Ménard (Œuvres de Walter Scott, volume 5p. 294-300).


CHAPITRE XXXVII.

WAVERLEY EST ENCORE MALHEUREUX.


La rapidité ou plutôt la violence avec laquelle on entraînait Waverley lui avait presque ôté la respiration, car les meurtrissures qu’il avait reçues dans sa chute l’empêchaient de faire agir ses jambes aussi vigoureusement qu’il eût pu le faire sans ce malheur. Ses guides s’en aperçurent : ils appelèrent à leur aide deux ou trois compagnons, et emmaillotant notre héros dans un manteau, ils se partagèrent ainsi la charge, et l’emportèrent aussi vite qu’auparavant et sans plus de peine. Parlant peu, et encore en langue gaëlique, ils ne ralentirent leur pas qu’après une course d’environ deux milles, accablés qu’ils étaient de lassitude, mais continuèrent toujours à marcher avec vitesse, se relayant les uns les autres de temps en temps.

Notre héros essaya de leur parler, mais on lui ferma la bouche avec un « Cha n’eil beurl’ agam, » c’est-à-dire « Je ne sais pas l’anglais. » Ce qui est toujours, comme le savait bien Waverley, la réponse d’un montagnard quand il ne comprend pas, ou ne veut point répondre à un Anglais ou à un homme des basses terres. Il prononça aussi le nom de Vich-Jan-Vohr, croyant qu’il devait à son amitié d’être sorti des griffes du digne Gilfillan ; mais son escorte ne sembla point s’en apercevoir.

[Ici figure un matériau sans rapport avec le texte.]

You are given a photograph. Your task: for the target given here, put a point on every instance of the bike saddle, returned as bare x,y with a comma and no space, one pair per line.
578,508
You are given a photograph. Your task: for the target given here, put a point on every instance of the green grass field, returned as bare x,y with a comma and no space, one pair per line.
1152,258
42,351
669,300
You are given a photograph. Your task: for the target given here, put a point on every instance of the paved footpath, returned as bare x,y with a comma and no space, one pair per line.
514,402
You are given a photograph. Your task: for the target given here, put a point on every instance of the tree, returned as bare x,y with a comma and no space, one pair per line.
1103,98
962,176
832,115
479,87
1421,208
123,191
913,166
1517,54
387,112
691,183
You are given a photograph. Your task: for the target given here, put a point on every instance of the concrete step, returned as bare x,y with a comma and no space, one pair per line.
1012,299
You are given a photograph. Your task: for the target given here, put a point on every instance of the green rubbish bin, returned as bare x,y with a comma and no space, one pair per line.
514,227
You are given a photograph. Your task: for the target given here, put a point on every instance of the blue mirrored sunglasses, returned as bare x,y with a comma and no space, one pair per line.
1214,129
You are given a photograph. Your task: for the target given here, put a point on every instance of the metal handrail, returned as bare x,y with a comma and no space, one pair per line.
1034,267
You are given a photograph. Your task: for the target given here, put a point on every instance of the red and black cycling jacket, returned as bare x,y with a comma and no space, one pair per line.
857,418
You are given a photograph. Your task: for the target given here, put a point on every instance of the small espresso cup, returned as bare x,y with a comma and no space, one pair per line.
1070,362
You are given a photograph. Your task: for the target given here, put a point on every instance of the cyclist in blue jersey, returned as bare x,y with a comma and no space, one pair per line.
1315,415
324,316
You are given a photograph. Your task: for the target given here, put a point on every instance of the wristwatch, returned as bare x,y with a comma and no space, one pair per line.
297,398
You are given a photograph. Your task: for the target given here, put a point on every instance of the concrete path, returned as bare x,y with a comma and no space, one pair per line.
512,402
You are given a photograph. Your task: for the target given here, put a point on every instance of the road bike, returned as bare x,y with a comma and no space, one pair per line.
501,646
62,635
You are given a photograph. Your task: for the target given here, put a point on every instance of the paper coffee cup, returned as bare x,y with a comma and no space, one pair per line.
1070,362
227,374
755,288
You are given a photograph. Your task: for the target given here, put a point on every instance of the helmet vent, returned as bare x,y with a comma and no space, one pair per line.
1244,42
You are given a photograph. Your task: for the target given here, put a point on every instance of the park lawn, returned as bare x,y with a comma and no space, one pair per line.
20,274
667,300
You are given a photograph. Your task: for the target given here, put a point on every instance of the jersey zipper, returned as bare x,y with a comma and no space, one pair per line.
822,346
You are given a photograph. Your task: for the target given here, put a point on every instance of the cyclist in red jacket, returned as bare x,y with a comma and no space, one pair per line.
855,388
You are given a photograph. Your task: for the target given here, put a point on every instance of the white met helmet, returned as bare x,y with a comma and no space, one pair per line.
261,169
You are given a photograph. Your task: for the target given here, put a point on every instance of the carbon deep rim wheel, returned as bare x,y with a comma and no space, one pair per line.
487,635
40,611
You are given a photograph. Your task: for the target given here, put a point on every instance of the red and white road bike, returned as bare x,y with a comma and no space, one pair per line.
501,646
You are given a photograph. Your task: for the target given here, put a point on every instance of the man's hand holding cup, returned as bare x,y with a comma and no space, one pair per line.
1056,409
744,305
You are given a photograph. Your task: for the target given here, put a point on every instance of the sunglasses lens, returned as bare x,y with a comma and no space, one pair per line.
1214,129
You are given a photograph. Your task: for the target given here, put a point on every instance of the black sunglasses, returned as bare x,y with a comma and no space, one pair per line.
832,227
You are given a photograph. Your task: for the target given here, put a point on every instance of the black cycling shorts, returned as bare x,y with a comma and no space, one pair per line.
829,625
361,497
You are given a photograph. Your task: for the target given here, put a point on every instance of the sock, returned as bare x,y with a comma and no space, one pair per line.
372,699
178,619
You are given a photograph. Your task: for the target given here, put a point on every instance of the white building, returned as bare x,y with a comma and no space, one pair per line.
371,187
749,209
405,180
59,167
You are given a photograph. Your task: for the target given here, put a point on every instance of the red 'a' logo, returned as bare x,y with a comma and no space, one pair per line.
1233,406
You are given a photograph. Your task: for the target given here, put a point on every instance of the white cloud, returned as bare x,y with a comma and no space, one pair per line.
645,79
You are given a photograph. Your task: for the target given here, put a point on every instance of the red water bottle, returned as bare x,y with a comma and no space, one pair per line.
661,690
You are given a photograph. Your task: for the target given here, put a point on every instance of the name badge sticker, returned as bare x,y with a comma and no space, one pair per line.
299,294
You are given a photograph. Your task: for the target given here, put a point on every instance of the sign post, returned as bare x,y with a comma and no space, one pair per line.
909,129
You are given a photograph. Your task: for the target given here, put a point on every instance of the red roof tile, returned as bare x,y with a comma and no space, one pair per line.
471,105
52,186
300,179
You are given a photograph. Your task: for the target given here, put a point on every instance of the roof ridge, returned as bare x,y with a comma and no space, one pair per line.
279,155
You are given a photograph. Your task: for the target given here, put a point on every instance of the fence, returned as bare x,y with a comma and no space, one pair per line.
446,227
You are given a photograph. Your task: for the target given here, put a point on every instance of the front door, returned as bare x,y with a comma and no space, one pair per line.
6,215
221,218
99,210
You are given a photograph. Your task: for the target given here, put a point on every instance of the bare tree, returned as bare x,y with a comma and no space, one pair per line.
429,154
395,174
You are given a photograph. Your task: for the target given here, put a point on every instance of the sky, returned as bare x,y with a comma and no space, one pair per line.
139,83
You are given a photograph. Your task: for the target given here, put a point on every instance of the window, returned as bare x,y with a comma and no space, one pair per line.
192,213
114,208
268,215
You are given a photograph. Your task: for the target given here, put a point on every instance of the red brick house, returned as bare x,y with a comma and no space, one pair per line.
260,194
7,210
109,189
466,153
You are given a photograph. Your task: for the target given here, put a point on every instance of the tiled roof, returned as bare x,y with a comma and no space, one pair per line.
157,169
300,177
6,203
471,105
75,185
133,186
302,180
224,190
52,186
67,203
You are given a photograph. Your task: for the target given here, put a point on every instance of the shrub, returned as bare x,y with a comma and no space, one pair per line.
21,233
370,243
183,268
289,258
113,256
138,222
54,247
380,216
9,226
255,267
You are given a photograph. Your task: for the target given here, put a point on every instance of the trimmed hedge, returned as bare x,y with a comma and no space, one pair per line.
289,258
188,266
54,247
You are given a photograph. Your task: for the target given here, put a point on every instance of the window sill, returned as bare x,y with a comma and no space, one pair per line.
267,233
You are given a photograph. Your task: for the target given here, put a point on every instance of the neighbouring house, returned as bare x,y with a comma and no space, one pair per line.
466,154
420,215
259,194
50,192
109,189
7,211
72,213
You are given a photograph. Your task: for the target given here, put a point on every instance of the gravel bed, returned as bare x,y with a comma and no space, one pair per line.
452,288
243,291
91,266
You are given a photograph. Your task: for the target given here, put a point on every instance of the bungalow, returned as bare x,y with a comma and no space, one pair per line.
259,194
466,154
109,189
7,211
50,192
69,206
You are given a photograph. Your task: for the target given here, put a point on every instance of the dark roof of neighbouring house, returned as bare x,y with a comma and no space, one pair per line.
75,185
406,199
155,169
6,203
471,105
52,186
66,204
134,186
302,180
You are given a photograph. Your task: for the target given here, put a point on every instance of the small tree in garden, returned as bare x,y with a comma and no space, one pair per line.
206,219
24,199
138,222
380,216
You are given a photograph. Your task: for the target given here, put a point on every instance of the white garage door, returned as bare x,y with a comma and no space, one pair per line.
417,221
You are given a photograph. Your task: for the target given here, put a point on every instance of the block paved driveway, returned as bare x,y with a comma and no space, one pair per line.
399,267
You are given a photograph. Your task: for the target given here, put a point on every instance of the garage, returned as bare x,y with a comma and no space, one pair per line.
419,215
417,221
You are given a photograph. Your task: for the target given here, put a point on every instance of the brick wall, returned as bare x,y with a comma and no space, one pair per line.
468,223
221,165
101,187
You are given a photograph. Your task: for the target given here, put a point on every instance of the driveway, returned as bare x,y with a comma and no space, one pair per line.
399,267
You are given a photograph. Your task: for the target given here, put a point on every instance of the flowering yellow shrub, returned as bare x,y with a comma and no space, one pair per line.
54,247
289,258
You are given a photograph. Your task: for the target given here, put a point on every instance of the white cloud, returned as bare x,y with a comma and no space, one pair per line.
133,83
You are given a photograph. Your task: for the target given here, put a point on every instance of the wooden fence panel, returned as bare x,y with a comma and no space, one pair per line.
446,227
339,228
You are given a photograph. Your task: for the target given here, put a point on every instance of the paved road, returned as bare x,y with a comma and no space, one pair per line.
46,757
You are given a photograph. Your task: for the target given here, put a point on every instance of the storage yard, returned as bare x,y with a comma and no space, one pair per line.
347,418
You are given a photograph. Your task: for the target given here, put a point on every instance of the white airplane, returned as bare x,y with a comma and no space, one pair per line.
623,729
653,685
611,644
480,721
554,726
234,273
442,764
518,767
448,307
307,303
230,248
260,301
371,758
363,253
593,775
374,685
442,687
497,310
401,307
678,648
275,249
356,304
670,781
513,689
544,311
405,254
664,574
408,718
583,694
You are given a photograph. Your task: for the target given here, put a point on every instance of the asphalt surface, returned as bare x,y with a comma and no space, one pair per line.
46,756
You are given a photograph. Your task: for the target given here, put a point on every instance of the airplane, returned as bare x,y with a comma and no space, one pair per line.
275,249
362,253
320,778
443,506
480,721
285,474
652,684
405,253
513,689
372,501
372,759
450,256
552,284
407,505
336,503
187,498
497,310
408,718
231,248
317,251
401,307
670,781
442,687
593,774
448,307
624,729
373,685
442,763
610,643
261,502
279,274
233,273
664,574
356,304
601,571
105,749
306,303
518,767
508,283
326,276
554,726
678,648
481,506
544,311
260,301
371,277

L’astre de la nuit commençait à briller quand la troupe s’arrêta au bord d’une vallée profonde qui, éclairée en partie par les rayons de la lune, paraissait pleine d’arbres et de broussailles. Deux des montagnards y descendirent par un petit sentier comme pour en visiter l’intérieur, et l’un d’eux revint quelques minutes après, dit un mot à ses compagnons, qui reprirent sur-le-champ leur fardeau et l’emportèrent avec beaucoup de soin et d’attention par la descente étroite et rapide. Mais, malgré leurs précautions, le corps de Waverley heurta plus d’une fois et assez rudement contre les troncs et les branches qui barraient le chemin.

Au bas de la descente et comme il se croyait auprès d’un ruisseau, car Waverley entendit la chute d’une source abondante, quoiqu’il ne pût en distinguer le cours dans l’obscurité, la troupe s’arrêta de nouveau devant une petite chaumière grossièrement bâtie. La porte en fut ouverte, et l’intérieur ne se trouva point plus agréable ni moins grossier qu’on ne devait s’y attendre d’après sa position et son extérieur. Il n’y avait aucune espèce de plancher et l’on voyait plus d’un trou au toit ; les murs étaient construits en cailloux et en gazon ; des branches d’arbres faisaient la couverture ; le foyer était au milieu et remplissait toute la chaumière de fumée, quoiqu’elle pût s’échapper par la porte aussi bien que par une ouverture circulaire pratiquée dans le toit. Une vieille sibylle montagnarde, la seule habitante de cette misérable demeure, semblait occupée à préparer quelque nourriture. Comme le feu éclairait la cabane, Waverley put reconnaître que ses conducteurs n’étaient pas du clan d’Ivor, car Fergus exigeait avec la dernière rigueur que ses gens portassent le tartan rayé suivant la mode particulière à leur race, marque de distinction anciennement adoptée par tous les montagnards et que conservaient encore les chefs fiers de leur lignage ou jaloux de leur autorité particulière et respective.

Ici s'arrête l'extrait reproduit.